DH: Some say the writing life is a curse, some say a blessing. What’s your take?

JH: I’ve heard that you grow up with that awareness. Depression, alcoholism, and suicide are something we attach to poets. There is a curse and blessing. If you are a gifted kid, you are looking at things with eyes wide open---which most of us may not be looking at. You have to look at the hard things—it could put you in danger—but you have to be able to pull back.

DH: Many of your poems dealt with your father, who died suddenly at a factory he worked at during the night shift. Did his untimely demise spur you on to be a poet?

JH: I foolishly told my father at age fifteen, to go to hell. It turned out that he died a week later. And we hadn’t said a word to each other since I told him to go to hell. I struggled with that. At the time I thought I killed him. As he had that heart attack, and lay on that boiler room floor for four hours, I often tortured myself with the thought that this was the last interaction he had with me. I thought the weight of that he took with him. You start looking for words to heal, bring something better. You look for words that are not a curse but perhaps a blessing.

DH: If your father could read these poems you wrote about him; how would he receive them?

JH: I think he would be proud. That’s easy to say. He was proud of the papers that I brought home as a kid. He valued writing—he would be proud. He read all the time. He urged me to read Carl Sandburg’s trilogy for instance.

DH: In your poem “Forgiving Buckner” you use the fateful fielding error Bill Buckner made in the ’86 series between the Mets and the Soxs. You write:

“The world is always rolling between our legs,
It comes for us, dribbler, slow roller,
humming its goat song, easy as a pie.”

Do you always have the sense that things slip away in life, just before you realize their beauty, their significance?

JH: We are all Buckners. We lose that every day. We should smell the coffee and the roses, but we don’t—we rush—we miss them. There are poems I haven’t gotten to yet, but I better get to. I know the clock is ticking. There are some poems from basic training that I want to write.

DH: Why do so many writers have a fascination with the game of baseball?

JH: It has it all. The dream, the heart break, the beauty. The beauty of a well-made play. I know more and more writers who have something to say about the game.

DH: In your poem “The Sound that the Earth Makes” you write:

I do not know where the old men go
when they walk out alone in the night.
I know they must carry the weight of their lives
in the curl of their sullied and empty hands…

that they stand by themselves in the darkness
That they hold what is in them for as long as they can…

to where they are going, to where they remember,
to the endless river of stars.”

When did you write this poem? Is this a young man’s poem for an old man? Now that you are closer to that “endless river of stars” does this poem ring true?
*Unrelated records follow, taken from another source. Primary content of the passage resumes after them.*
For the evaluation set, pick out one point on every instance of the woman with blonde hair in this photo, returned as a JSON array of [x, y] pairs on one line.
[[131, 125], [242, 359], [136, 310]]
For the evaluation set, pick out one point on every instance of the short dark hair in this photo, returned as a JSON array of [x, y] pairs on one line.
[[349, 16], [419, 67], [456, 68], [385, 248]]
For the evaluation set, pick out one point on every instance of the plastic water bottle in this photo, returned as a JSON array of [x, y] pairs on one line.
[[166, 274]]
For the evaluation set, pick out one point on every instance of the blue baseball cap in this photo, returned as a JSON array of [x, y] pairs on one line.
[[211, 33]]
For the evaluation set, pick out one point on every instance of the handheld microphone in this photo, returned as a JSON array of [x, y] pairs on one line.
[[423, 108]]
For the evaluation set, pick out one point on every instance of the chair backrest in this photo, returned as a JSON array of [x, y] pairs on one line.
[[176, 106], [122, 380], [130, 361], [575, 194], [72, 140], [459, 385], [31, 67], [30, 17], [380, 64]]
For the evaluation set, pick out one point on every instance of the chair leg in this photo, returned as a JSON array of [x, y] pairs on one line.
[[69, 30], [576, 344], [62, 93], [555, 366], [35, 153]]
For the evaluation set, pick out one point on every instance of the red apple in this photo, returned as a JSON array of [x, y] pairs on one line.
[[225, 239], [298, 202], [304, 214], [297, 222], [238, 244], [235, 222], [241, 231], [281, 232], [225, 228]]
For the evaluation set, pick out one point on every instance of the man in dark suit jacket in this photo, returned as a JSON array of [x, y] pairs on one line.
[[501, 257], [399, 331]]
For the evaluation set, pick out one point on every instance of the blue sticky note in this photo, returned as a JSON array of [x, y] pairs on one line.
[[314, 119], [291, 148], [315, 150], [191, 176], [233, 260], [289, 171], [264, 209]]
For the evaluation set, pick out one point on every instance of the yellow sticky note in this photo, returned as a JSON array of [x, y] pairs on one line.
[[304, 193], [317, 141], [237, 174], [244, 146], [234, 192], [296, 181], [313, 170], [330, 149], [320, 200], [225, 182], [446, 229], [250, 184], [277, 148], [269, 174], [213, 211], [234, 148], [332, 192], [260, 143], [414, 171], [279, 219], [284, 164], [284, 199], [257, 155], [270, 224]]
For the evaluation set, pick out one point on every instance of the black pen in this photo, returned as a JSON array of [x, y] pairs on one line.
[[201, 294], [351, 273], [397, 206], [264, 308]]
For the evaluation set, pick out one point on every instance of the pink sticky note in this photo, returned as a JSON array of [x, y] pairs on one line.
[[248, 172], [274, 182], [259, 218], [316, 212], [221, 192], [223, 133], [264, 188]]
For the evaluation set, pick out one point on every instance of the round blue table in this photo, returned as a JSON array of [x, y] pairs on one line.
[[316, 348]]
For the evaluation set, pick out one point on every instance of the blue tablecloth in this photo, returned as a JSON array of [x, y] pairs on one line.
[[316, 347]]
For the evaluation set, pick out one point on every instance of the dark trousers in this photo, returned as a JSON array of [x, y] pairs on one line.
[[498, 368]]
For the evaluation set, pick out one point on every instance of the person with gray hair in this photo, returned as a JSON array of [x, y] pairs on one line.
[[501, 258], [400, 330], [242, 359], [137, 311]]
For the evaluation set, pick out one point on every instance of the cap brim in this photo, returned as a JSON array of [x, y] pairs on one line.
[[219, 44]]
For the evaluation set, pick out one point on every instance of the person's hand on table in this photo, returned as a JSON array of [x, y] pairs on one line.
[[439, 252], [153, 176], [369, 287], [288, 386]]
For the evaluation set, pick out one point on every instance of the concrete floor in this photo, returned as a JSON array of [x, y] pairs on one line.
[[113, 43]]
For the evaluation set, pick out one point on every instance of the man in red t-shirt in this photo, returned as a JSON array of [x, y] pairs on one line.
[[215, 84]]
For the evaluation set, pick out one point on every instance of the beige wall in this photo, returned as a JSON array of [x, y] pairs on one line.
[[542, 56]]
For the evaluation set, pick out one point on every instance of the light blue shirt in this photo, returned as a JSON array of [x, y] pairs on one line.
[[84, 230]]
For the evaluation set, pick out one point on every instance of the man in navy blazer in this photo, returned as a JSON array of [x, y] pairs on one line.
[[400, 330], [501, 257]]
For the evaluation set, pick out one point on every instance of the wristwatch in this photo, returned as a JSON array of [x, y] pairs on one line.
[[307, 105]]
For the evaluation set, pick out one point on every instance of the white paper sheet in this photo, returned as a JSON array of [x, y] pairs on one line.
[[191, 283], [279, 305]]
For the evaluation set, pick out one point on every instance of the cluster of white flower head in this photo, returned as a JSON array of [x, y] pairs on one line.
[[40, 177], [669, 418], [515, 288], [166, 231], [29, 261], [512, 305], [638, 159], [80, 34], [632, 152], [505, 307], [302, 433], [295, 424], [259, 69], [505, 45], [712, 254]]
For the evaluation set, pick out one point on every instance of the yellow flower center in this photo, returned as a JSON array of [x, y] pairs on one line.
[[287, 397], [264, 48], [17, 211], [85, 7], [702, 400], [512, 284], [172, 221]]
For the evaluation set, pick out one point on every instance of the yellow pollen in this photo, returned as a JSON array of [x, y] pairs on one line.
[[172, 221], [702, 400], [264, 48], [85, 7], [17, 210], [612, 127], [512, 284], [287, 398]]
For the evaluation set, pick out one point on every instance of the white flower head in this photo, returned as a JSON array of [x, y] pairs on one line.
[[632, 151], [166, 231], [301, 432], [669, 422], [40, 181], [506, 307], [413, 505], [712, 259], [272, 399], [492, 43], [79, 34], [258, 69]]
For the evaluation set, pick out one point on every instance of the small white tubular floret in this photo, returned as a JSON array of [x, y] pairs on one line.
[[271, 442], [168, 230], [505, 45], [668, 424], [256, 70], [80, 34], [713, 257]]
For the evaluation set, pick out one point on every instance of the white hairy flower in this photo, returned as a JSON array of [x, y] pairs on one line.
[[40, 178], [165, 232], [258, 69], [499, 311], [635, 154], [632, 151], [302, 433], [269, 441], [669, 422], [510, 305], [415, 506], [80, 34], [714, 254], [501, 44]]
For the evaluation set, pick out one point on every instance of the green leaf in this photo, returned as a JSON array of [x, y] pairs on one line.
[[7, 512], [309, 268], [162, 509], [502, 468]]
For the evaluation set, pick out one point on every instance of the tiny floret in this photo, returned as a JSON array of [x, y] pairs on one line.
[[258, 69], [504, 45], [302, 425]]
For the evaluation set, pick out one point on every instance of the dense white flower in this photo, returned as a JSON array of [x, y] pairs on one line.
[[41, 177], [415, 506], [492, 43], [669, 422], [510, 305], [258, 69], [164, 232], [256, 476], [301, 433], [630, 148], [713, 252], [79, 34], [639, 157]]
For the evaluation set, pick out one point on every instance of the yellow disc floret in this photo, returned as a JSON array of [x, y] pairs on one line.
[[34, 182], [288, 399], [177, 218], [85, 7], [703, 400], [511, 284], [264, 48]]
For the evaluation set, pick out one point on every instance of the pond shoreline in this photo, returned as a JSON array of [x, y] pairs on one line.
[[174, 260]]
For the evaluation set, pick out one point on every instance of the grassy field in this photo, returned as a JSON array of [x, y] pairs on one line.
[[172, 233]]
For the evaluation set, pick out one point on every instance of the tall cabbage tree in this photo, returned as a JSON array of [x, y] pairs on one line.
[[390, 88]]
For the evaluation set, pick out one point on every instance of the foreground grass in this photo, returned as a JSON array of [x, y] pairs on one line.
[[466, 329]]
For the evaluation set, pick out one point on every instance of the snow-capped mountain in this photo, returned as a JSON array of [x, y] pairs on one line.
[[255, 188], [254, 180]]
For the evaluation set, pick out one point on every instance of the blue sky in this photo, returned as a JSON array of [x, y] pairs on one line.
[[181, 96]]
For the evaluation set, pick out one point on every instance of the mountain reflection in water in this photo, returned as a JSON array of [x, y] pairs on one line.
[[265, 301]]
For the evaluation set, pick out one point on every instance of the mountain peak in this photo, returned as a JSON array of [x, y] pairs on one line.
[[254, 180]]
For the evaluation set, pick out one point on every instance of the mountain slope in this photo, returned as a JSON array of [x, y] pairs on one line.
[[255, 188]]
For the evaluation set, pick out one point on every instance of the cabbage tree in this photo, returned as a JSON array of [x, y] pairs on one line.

JH: It’s an old poem. I know I felt at the time that was what an old man’s pain must be; or what he dreams. The poem sounds right. I remember my father going out on the lawn, looking up at the sky, and telling me about all the constellations. His silences were as important as anything he was saying. I had a sense how strongly my father was drawn to the sky.

DH: You went from teaching high school to teaching college. How was that transition?

JH: The kids were just wonderful in high school. I used to go up to Gardner, Mass. to teach one college course a week because my mother was living up there. I wanted to find out what it was like teaching at that level, and I just kept doing it. When I retired from teaching I joined a writer’s group in Worcester, Mass... The head of the English Dept. of Assumption College was a member of the group, and asked if I could teach. So I did. It has been great.

DH: Can poetry writing be taught?

JH: I think you can encourage anyone with talent. You can tell them what you know.

DH: What is the poetic life for you?

JH: I think we have a sense of even through our suffering we are given a gift. The poetic life is to find the gift and give it back

Doug Holder/Ibbetson Update/ Feb. 2007/ Somerville, Mass.